On these basis, a Dutch group experienced in HYC therapy investigated the impact of HYC administration on long-term neurodevelopment in preterm infants, measured at school age.
In particular, preterm infants with a gestational age < 32 weeks and/or body weight < 1500 g were considered in this analysis. Sixty-two children receiving HYC for BPD (starting dose, 5 mg/kg/day; median duration, 27.5 days) were compared with 164 nontreated neonates.

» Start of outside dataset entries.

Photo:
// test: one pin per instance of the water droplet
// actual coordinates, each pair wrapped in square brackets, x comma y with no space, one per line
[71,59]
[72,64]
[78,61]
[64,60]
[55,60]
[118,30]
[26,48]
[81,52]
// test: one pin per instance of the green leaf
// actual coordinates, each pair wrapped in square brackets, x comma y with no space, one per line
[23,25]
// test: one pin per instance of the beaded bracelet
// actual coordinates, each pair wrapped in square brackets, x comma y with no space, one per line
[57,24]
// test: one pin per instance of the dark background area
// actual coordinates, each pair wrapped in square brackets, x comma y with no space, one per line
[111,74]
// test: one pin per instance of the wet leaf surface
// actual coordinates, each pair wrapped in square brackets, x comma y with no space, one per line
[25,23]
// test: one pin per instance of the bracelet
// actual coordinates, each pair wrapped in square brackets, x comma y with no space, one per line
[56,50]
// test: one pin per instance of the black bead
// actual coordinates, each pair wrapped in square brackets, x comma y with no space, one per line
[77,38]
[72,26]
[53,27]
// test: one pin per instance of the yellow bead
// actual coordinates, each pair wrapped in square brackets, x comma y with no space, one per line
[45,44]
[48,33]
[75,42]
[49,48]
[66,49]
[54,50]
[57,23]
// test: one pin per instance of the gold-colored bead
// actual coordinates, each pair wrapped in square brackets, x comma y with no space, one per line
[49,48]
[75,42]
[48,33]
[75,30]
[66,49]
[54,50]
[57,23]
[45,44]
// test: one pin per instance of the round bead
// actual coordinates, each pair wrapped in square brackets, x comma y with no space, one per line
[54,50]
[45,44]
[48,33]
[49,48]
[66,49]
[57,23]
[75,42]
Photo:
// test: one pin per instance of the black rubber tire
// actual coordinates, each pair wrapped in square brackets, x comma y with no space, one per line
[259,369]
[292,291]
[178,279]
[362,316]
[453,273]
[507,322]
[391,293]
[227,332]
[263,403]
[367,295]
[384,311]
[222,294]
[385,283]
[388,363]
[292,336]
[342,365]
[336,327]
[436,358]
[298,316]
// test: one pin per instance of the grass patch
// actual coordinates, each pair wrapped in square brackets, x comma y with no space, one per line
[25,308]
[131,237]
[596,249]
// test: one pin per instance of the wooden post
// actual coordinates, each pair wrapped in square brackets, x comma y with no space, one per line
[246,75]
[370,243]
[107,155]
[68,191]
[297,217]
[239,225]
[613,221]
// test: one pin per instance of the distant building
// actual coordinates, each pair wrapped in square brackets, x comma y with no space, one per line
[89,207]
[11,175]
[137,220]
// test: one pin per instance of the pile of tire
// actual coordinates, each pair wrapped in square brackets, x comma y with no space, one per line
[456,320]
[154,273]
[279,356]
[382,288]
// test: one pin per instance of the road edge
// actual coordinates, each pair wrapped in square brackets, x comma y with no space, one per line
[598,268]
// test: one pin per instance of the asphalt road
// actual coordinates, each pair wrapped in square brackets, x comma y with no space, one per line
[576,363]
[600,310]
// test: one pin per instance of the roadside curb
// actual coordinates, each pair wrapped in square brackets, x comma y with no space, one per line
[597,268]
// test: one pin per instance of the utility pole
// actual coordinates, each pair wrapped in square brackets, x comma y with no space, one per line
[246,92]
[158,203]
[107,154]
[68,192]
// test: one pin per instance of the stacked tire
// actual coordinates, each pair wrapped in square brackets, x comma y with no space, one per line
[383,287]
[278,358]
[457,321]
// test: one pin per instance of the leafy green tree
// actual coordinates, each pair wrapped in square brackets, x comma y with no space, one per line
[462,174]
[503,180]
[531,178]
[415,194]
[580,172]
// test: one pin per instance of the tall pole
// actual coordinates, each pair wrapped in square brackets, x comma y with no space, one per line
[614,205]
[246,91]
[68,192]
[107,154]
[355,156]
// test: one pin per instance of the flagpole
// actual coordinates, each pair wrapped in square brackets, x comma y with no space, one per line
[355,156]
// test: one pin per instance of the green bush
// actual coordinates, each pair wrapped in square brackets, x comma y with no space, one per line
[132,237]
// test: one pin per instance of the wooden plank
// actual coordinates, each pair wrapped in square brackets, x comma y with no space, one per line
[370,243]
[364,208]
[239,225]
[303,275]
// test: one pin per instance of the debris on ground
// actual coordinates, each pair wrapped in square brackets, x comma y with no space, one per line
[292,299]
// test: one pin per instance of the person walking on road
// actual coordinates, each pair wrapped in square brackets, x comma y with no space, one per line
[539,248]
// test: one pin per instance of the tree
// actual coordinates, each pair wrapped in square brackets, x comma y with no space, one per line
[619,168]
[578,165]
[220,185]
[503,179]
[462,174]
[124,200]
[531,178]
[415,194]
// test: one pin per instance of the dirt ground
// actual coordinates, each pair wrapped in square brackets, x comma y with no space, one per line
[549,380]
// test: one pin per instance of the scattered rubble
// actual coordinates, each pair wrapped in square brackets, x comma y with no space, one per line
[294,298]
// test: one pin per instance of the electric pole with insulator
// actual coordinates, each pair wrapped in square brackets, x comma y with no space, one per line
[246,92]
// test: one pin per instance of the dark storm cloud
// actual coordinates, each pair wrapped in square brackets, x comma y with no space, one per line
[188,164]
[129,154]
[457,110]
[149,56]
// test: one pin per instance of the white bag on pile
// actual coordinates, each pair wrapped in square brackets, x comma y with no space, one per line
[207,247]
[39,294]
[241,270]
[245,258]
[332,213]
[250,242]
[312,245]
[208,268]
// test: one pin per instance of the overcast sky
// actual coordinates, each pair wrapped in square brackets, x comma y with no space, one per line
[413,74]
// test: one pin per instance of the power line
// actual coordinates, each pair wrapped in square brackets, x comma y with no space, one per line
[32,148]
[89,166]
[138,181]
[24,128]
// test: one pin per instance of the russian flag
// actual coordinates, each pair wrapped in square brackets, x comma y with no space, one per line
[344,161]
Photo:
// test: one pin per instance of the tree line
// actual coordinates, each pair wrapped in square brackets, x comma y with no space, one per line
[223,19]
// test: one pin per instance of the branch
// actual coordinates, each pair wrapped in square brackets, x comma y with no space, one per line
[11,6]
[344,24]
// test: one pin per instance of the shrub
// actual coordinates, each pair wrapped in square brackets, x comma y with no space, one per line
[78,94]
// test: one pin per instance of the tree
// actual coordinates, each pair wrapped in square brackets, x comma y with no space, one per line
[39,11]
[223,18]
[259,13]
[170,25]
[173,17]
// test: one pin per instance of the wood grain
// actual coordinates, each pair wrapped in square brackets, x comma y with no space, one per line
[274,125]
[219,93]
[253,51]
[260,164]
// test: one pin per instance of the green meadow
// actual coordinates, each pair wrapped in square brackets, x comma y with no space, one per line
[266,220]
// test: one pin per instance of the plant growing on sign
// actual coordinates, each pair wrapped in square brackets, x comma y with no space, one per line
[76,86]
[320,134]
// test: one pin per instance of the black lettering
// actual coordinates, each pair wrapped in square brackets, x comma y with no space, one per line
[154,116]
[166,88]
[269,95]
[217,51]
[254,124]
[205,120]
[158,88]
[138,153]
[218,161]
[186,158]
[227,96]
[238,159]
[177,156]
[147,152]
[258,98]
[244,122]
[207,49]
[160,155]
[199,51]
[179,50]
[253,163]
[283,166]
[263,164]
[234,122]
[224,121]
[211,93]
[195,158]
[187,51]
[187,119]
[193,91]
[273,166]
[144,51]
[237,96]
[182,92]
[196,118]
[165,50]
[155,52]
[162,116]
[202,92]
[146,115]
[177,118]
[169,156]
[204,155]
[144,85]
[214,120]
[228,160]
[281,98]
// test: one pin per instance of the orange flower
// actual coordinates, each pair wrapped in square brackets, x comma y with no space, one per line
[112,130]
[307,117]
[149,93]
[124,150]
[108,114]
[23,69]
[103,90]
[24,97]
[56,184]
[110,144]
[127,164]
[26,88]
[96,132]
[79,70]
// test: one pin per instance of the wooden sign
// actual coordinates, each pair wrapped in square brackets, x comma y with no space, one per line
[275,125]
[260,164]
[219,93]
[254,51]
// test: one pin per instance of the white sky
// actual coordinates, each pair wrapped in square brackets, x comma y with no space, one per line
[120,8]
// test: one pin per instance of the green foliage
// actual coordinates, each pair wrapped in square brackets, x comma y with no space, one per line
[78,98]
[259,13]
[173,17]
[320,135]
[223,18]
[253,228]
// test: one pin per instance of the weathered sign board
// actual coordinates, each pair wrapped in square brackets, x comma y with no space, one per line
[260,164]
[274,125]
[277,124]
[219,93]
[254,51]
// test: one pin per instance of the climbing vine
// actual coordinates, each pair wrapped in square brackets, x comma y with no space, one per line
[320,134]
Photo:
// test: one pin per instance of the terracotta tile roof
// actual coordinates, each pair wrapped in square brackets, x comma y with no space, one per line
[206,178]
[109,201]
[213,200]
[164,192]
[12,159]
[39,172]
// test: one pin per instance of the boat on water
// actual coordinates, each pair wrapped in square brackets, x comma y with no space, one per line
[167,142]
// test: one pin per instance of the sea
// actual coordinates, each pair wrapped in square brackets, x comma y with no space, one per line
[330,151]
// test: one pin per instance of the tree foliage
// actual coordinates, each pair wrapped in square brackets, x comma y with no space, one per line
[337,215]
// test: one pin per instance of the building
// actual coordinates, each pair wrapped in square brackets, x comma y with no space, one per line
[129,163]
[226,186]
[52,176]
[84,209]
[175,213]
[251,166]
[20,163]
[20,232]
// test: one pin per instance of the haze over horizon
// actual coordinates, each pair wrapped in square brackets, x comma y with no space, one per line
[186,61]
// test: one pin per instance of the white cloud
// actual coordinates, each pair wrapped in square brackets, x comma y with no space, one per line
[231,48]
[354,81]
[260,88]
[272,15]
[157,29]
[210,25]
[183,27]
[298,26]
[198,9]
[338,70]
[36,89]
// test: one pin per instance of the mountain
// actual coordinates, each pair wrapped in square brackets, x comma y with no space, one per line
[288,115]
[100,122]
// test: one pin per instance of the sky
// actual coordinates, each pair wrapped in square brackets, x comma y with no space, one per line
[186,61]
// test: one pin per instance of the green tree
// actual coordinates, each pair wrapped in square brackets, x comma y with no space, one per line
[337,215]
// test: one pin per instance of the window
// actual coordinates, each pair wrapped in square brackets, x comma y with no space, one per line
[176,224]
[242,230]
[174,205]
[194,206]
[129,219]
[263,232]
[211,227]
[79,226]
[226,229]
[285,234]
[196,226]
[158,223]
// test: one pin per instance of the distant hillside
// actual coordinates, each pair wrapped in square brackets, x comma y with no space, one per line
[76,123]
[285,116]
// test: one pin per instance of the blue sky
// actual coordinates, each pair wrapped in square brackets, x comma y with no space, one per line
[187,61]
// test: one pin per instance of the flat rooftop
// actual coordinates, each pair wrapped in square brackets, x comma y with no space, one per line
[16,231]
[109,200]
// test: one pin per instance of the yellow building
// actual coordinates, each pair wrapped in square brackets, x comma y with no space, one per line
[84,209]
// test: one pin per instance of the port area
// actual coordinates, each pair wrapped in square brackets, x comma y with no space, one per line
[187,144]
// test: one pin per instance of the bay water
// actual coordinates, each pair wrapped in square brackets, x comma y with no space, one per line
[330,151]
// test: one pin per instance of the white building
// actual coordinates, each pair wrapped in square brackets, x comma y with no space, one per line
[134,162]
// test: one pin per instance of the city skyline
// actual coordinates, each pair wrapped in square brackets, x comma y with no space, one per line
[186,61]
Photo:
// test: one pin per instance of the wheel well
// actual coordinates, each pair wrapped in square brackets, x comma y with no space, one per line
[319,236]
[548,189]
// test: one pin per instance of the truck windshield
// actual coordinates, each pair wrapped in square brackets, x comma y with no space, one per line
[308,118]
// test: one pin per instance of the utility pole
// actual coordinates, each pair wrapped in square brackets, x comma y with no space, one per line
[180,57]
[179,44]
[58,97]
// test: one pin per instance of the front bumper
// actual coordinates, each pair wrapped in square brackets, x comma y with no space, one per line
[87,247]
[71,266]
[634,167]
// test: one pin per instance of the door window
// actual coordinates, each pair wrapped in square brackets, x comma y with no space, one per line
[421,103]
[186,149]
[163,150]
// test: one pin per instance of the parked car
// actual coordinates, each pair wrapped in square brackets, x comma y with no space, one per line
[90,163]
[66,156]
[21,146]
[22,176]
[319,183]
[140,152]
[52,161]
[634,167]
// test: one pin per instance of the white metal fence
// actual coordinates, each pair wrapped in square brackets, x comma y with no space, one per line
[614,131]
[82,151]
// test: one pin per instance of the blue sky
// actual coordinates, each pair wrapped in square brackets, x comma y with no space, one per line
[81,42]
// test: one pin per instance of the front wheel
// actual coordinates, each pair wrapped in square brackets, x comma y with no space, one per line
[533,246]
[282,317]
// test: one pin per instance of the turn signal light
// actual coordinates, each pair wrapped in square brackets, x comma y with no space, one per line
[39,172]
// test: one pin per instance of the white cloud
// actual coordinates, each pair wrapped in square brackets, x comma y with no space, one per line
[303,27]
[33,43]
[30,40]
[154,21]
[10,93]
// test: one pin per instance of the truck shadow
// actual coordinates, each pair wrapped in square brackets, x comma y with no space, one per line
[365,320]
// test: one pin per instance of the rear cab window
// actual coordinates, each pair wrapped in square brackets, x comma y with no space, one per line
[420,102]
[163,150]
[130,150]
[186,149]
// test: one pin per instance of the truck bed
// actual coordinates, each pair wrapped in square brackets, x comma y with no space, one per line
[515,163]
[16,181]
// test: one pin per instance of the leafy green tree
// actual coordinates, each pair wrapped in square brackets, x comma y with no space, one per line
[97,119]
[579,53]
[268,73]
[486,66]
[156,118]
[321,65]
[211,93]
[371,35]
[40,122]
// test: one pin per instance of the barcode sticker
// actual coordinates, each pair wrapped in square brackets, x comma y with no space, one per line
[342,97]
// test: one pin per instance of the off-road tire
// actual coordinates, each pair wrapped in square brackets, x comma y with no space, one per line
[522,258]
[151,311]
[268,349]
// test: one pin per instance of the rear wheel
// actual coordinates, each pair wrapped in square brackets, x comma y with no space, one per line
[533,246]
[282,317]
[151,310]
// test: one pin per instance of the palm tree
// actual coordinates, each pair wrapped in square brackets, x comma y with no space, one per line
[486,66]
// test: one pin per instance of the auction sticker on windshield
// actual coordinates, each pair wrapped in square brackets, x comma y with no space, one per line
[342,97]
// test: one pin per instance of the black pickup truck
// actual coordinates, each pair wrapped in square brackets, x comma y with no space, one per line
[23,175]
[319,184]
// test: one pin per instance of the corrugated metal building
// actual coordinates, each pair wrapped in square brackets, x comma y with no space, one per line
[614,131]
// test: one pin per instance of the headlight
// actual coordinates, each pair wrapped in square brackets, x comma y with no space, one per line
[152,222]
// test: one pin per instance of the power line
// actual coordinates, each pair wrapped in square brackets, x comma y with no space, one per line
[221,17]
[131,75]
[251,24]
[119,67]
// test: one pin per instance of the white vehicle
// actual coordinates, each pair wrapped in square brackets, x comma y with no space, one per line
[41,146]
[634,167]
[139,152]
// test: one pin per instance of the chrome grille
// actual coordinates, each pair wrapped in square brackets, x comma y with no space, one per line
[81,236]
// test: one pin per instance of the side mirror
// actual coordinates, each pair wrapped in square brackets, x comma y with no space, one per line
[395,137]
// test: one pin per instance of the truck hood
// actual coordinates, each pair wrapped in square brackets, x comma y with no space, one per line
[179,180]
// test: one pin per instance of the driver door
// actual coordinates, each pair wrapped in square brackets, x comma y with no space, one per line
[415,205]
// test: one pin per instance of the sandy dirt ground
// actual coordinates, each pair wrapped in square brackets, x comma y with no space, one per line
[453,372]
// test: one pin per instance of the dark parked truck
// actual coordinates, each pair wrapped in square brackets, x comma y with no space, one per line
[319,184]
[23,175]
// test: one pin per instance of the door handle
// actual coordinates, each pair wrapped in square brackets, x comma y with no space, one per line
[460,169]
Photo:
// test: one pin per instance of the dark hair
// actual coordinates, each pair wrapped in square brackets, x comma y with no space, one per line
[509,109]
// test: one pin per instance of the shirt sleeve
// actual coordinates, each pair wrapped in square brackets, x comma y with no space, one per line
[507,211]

At the age of 7 or 8 years (occasionally 9 and 10 years), the children underwent
intelligence, memory, visual-motor integration and motor function tests. Conventional MRI of the brain was obtained.
Results show that HYC-treated infants were younger, lighter, and sicker than non–steroid-treated ones. Despite this discrepancy, after adjustments for gestational age, body weight, sex, mechanical ventilation, and small for gestational age, it has been observed that mean intelligence, memory, and visual-motor integration tests results were perfectly comparable in the two groups. Motor function and incidence of CP in both groups was not different (11% vs 7%). Occurrence of brain lesions on MRI was similar for the two groups.
Overall, these results are consistent with earlier reports from the same authors, which showed improved outcomes for HYC-treated infants, if compared with DMX treated ones. Moreover, these findings are in line with information provided by a multicenter randomized trial, in which infants treated with HYC (1 mg/kg/day) showed no evidence of neurodevelopmental compromise at 18 to 22 months adjusted age, when compared with infants treated with placebo.
However, it should be emphasized that data on HYC pharmacokinetics are at present very limited and therefore any conclusion might be premature. Even if results of this analysis are quite promising, larger study are expected to provide a complete evaluation of long-term effects of HYC.